Explicado así puede parecer inconcebiblemente abstruso, denso e impenetrable. Una maraña narrativa. Pero en su puesta en escena es claro, perfecto. Hodges en la dirección, Paul Mayersberg en el guión y Clive Owen en la actuación cuadran el círculo con sobriedad, delicadeza e humor. Cercano a no pocos aspectos del cine y el tetro de David Mamet, incluida la partícula métrica y ritmo de unos diálogos que son una reinvención del lenguaje hard-boiled, todo el film es un gran juego con los clichés a medio camino entre la abstracción propia de Jean-Pierre Melville en general y su acariciante Bob le flambeur (1956) en particular (film extraño, decadente y narcótico que, no en vano, fue remakeado en 2003 por Neil Jordan, uno de los autores clave del llamado neo-noir británico, en El buen ladrón), la variante sobre el Pickpocket (1959) de Robert Bresson en versión light (también aquí existe una mirada sobre la sociedad desde los márgenes del desencanto y la desorientación) de al cual toma prestada tanto su voz over como su plástica precisión de ballet ritual, la reimaginación de las claves del género durante los 40 en América y la sempiterna dureza sórdida del thriller inglés, muy atemperada aquí por este dispositivo intelectualizante, pero igualmente presente en la autenticidad escenográfica.

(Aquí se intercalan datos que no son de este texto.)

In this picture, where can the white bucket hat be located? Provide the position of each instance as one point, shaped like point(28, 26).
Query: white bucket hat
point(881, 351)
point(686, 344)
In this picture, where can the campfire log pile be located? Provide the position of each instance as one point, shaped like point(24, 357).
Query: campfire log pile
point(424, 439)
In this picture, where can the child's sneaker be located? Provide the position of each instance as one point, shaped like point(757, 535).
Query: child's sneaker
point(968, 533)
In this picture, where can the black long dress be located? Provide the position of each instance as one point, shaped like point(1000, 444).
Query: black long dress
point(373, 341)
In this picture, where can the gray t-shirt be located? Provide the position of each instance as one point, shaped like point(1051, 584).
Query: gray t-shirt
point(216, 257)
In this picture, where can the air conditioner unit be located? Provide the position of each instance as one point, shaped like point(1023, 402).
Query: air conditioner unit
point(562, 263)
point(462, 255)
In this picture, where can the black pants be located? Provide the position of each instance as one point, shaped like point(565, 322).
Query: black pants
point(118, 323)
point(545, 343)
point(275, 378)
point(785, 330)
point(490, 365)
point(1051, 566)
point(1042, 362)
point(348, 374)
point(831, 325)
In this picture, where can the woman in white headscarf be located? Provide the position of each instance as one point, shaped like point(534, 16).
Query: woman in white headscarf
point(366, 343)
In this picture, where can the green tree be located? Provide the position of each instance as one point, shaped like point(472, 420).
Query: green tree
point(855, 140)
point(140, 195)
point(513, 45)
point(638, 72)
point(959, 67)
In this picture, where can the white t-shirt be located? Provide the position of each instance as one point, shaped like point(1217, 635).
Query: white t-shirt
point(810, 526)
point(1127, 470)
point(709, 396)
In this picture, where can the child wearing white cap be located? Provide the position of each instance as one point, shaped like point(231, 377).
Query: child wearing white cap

Hodges termina por firmar su mejor película desde el ya clásico de culto Asesino implacable (ya tratado aquí en una doble sesión junto a la superlativa El largo viernes santo)con unos materiales que había empleado con muy poca fortuna en otro título setentero con Michael Caine, Historias peligrosas (1972),  una gracieta pop estrictamente coyuntural, mezcla de hard boiled paródico, comedia del absurdo y juguete metalingüistico que termina por resultar fastidioso y más pretencioso que simpático. Director siempre irregular, personal a rabiar en su momentos lúcidos, anodino o directamente nefasto en los demás, combina títulos de interés como su acercamiento a la ciencia-ficción gélida en El hombre terminal (1974), una extraña adaptación de Ray Bradbury protagonizada por George Seagal, con otros tan ridículos como su acercamiento al mundo del tebeo en aquel infausto Flash Gordon (1980) de insoportable horterez, auténtica hecatombe del buen gusto donde solo se salvaban la guapísima Ornella Muti y un Max Von Sydow capaz de salir con bien de cualquier asunto, por descabellado que sea. En tierra de nadie quedan sus otros thrillers siempre macilentos, tortuosos, desde la malograda por culpa del insufrible divismo roñoso de Mickey Rourke, Requiem por los que van a morir (1987), hasta la reciente I`ll sleep when i´m dead (2003), donde se reunía de nuevo con Clive Owen para plantear una especie de relectura lánguida y crepuscular de su propio Get Carter, curiosa por insólita pero demasiado apagada finalmente o un trabajo suyo que parece estimulante, Más allá del arco iris (1989), pero que no he visto aunque su argumento de mediums religiosos, drama social y crimen resulte, como poco, atractivo, amén de contar con una actriz tan estupenda como Rosana Arquette al frente del invento.